Les pDC humaines peuvent aussi contribuer à la progression des cancers en induisant la production et le relargage de la molécule pro-apoptotique granzyme B, ce qui va supprimer la prolifération des lymphocytes T. L’activation des pDC par des agonistes de TLR et CD40L régule négativement l’expression du granzyme B et la capacité des pDC à supprimer les lymphocytes T. A l’inverse des NK, les pDC ne relargue pas de perforine et sont donc incapables de tuer les tumeurs cibles en relargant des granules lytiques.

Plusieurs preuves montrent que divers cancers expriment des ligands reconnus par les récepteurs régulateurs des pDC, suggérant que les tumeurs développent aussi des mécanismes afin d’échapper aux réponses antivirales des pDC. BST-2, le ligand d’ILT-7, est exprimé par un grand nombre de tumeurs (Blasius et al., 2006b). En effet, l’interaction de BST-2 et ILT-7 supprime la production de tous les sous-types d’IFN-I et de TNFα après activation des TLR7/9 mais n’affecte pas les marqueurs de surface de maturation CD80 et CD86. Certaines cellules cancéreuses comme les mélanomes, les carcinomes rénaux et les tumeurs du poumon expriment constitutivement BST2 alors que d’autres tumeurs ont besoin d’une stimulation par des cytokines produites par les cellules immunitaires dans le microenvironnement tumoral pour exprimer cette molécule.

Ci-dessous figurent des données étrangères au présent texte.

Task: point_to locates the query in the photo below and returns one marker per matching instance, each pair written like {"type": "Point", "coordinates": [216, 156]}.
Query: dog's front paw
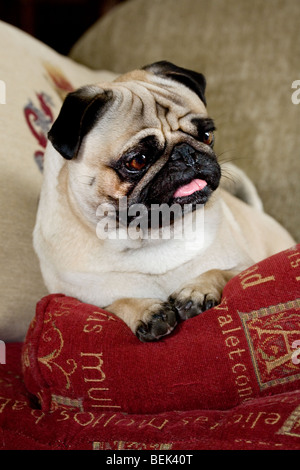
{"type": "Point", "coordinates": [158, 320]}
{"type": "Point", "coordinates": [190, 301]}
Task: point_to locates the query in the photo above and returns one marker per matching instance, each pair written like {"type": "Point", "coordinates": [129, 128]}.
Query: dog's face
{"type": "Point", "coordinates": [145, 136]}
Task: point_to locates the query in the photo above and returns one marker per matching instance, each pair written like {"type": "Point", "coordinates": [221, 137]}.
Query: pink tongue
{"type": "Point", "coordinates": [190, 188]}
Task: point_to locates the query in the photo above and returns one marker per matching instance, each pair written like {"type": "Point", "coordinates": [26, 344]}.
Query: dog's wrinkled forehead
{"type": "Point", "coordinates": [161, 97]}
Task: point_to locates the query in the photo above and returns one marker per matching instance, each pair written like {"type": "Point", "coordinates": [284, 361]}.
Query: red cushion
{"type": "Point", "coordinates": [77, 354]}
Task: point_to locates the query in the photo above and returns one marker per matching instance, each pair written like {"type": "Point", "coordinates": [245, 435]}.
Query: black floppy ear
{"type": "Point", "coordinates": [79, 113]}
{"type": "Point", "coordinates": [193, 80]}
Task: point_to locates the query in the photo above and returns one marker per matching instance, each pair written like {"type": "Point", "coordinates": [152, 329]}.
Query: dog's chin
{"type": "Point", "coordinates": [166, 212]}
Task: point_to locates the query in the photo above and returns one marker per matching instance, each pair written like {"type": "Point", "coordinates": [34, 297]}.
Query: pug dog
{"type": "Point", "coordinates": [145, 140]}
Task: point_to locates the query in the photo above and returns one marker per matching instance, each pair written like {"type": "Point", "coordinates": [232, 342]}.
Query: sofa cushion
{"type": "Point", "coordinates": [33, 81]}
{"type": "Point", "coordinates": [249, 54]}
{"type": "Point", "coordinates": [79, 356]}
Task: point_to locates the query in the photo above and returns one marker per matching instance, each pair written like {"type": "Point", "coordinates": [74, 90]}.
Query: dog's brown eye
{"type": "Point", "coordinates": [208, 138]}
{"type": "Point", "coordinates": [137, 163]}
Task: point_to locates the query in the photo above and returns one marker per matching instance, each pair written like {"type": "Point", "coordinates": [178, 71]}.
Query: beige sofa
{"type": "Point", "coordinates": [249, 52]}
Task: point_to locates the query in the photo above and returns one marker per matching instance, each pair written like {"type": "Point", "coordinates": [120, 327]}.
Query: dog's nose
{"type": "Point", "coordinates": [184, 152]}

Lorsque les pDC sont stimulées de façon appropriée, elles peuvent aussi promouvoir des réponses anti-tumorales immunogéniques. L’injection de pDC activées avec des peptides associés aux tumeurs à des patients avec des mélanomes métastasiques mène à des réponses favorables des lymphocytes T CD4+ et CD8+. Ces résultats indiquent que la stratégie vaccinale utilisant des pDC activées peut être une stratégie thérapeutique attractive afin de surmonter la tolérance immunitaire dans certains types de cancers (Tel et al., 2013). Dans un modèle murin de tumeur mammaire, l’administration de ligand de TLR7 a résulté en l’activation de pDC associées à la tumeur qui ont alors un fort potentiel de cellules anti-tumorales. Dans le modèle murin de mélanome B16, les pDC stimulées par TLR expriment TRAIL et le granzyme B, ce qui va activer les cellules NK et donc induire la mort de la tumeur. Ainsi le développement d’un vaccin qui active les pDC et qui leur confère à la fois la capacité de produire de l’IFN, de présenter l’antigène et de lyser les cellules cibles a fait ses preuves (Tel et al., 2012).